“Stolen—pasture—tracked him up heah?” echoed Ellen, without any evidence of emotion whatever. Indeed, she seemed to have been turned to stone.

“Trackin’ him was easy. I wish for your sake it ’d been impossible,” he said, bluntly.

“For my sake?” she echoed, in precisely the same tone,

Manifestly that tone irritated Isbel beyond control. He misunderstood it. With a hand far from gentle he pushed her bent head back so he could look into her face.

“Yes, for your sake!” he declared, harshly. “Haven’t you sense enough to see that? ... What kind of a game do you think you can play with me?”

“Game I ... Game of what?” she asked.

“Why, a—a game of ignorance—innocence—any old game to fool a man who’s tryin’ to be decent.”

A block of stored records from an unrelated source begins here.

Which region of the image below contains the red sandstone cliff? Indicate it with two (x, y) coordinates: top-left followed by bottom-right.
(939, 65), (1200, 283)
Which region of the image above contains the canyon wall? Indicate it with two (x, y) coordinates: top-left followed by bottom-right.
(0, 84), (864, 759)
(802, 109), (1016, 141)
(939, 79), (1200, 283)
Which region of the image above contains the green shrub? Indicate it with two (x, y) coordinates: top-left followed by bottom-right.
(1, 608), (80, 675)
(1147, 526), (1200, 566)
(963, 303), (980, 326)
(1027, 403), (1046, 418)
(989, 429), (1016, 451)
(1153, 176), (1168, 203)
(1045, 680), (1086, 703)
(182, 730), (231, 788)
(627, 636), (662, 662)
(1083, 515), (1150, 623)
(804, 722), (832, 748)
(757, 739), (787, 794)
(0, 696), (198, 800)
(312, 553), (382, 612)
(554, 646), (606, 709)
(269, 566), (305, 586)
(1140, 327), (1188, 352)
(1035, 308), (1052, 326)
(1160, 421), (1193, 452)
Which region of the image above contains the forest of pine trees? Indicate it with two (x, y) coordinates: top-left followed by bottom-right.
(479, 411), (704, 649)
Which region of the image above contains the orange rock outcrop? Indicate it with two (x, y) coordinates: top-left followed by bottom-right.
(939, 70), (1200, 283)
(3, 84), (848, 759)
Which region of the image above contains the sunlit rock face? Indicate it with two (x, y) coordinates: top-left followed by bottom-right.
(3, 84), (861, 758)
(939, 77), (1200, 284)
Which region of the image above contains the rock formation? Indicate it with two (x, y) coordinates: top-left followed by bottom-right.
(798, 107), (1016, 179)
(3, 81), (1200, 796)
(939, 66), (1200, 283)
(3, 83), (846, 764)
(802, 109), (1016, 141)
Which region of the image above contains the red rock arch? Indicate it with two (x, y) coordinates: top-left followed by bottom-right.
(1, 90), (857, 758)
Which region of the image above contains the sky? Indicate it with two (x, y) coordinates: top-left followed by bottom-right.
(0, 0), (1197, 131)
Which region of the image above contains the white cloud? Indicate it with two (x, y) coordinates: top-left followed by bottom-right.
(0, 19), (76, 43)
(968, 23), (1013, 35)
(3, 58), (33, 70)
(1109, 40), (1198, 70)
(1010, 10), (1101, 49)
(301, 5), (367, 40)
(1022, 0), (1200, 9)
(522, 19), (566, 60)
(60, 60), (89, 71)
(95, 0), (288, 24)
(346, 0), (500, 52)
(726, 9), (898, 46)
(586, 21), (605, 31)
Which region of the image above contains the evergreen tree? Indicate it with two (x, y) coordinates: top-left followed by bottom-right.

This time Ellen mutely looked her dull, blank questioning. And it inflamed Isbel.

“You know your father’s a horse thief!” he thundered.

Outwardly Ellen remained the same. She had been prepared for an unknown and a terrible blow. It had fallen. And her face, her body, her hands, locked with the supreme fortitude of pride and sustained by hate, gave no betrayal of the crashing, thundering ruin within her mind and soul. Motionless she leaned there, meeting the piercing fire of Isbel’s eyes, seeing in them a righteous and terrible scorn. In one flash the naked truth seemed blazed at her. The faith she had fostered died a sudden death. A thousand perplexing problems were solved in a second of whirling, revealing thought.